Part of the reasoning behind the Liberal government buying the TMX project was that it would unify the country behind a magnificent national project – like the CP Transcontinental Railway did during Canada’s formative years. It was also meant to build closer ties between the provinces, particularly Ontario, Alberta, and B.C. For Alberta, the intention was a quid pro quo of buying the project to get the province on board with a carbon tax. All these good intentions – national unity, aligning the provinces, and putting a price on pollution – fell firmly under the Liberal Party’s philosophy of “sunny ways”… And all these good intentions face-planted spectacularly.
From the outset, multiple Indigenous Nations resisted the TMX pipeline, turning the RCMP into the fossil fuel industry’s de-facto private security force which was wielded to crush peaceful protest. The government of B.C. wanted nothing to do with it, and Alberta went conservative, refused the carbon tax, and ended up being even more hostile towards Ottawa. Meanwhile, the Feds themselves acknowledged that TMX would be a net loss for the Government economically. Ultimately, Canadian taxpayers ended up being on the hook for $40 billion for a pipeline that the government can’t find a buyer for.
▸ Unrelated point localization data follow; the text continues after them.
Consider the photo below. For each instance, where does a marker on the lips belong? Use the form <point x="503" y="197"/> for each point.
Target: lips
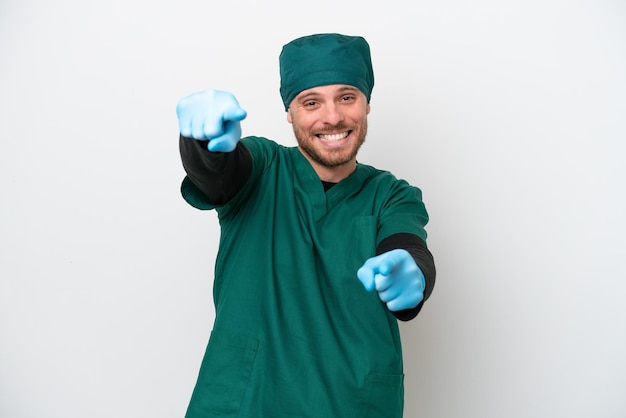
<point x="333" y="137"/>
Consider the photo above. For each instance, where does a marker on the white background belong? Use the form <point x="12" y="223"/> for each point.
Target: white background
<point x="508" y="115"/>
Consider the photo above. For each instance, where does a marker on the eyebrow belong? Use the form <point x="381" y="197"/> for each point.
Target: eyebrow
<point x="341" y="90"/>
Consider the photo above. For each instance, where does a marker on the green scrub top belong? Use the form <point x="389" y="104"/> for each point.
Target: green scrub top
<point x="295" y="333"/>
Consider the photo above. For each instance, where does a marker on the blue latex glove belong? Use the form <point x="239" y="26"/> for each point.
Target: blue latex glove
<point x="396" y="277"/>
<point x="212" y="115"/>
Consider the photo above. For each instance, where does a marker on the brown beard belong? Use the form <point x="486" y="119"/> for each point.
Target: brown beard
<point x="333" y="158"/>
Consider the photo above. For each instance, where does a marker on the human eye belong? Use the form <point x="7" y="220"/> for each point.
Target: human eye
<point x="309" y="104"/>
<point x="347" y="98"/>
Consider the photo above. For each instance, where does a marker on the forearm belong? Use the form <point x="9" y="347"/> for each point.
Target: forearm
<point x="218" y="175"/>
<point x="423" y="258"/>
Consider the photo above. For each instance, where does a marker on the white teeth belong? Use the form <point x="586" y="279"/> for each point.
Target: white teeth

So instead of leaving us with a legacy of a safer future or cleaner economy, Justin Trudeau stuck Canadians with the bill for a pipeline that carries so much debt that it can’t be sold, a driving force of climatic collapse, a renewed broken trust with Indigenous People, and undermined his own attempts at a carbon tax. Now that is a legacy.
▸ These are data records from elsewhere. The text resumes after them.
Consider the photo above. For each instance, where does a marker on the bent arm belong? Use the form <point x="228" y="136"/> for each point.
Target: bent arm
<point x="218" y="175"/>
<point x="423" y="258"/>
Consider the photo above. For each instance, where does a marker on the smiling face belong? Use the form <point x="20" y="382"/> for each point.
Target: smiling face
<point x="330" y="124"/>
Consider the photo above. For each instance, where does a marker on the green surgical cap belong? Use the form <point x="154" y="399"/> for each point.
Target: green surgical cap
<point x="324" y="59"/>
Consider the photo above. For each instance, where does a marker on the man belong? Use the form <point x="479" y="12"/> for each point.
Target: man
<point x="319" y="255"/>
You could say that the pipeline is moving tar sands oil to the places it intended, but with peak demand for oil estimated to be reached in five years, that’s a lot of oil that nobody wants to buy. Either way, with increasing floods sweeping away people’s homes, droughts impacting agriculture, and forest fires burning hotter, more widely and more frequently – those Liberal “sunny ways” become obscured by wildfire smoke.
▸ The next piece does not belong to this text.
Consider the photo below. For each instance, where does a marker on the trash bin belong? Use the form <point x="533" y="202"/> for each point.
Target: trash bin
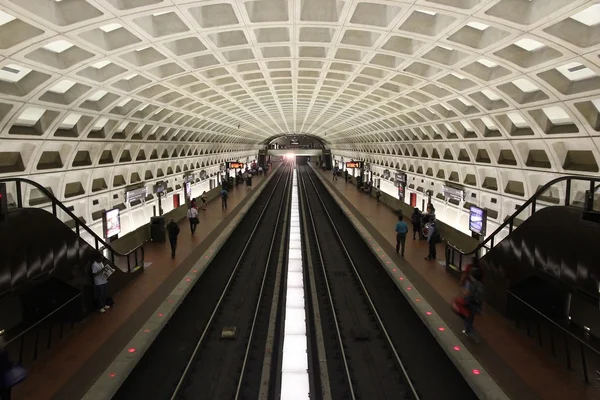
<point x="157" y="229"/>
The pipeline also doubles down on Canada being a global trafficker in climate-harming emissions as the same domestic unnatural disasters are increased across the globe to devastating and deadly effect. Which is why TMX is a perfect example of how Trudeau’s “sunny ways” compromises actually undermined the larger policy goals of his government while at the same time making enemies on all sides of the political spectrum.
The lessons here are clear: Never again can we be fooled when the Premier of Alberta demands just one more pipeline. And never again can any Prime Minister of any political stripe be allowed to give the nation’s credit card to the Big Oil corporations.
Any new PM needs to demonstrate scientific and economic literacy and end fossil fuel subsidies which includes investing in expensive, unproven technology like the Pathways Alliance’s pipe dream of carbon capture, an even larger boondoggle than Trudeau’s pipeline mistake.
It’s up to us as voters and taxpayers to make sure sunny ways are here to stay by ensuring not one more loonie is given to an enormously wealthy industry that is putting all of our futures’ at risk.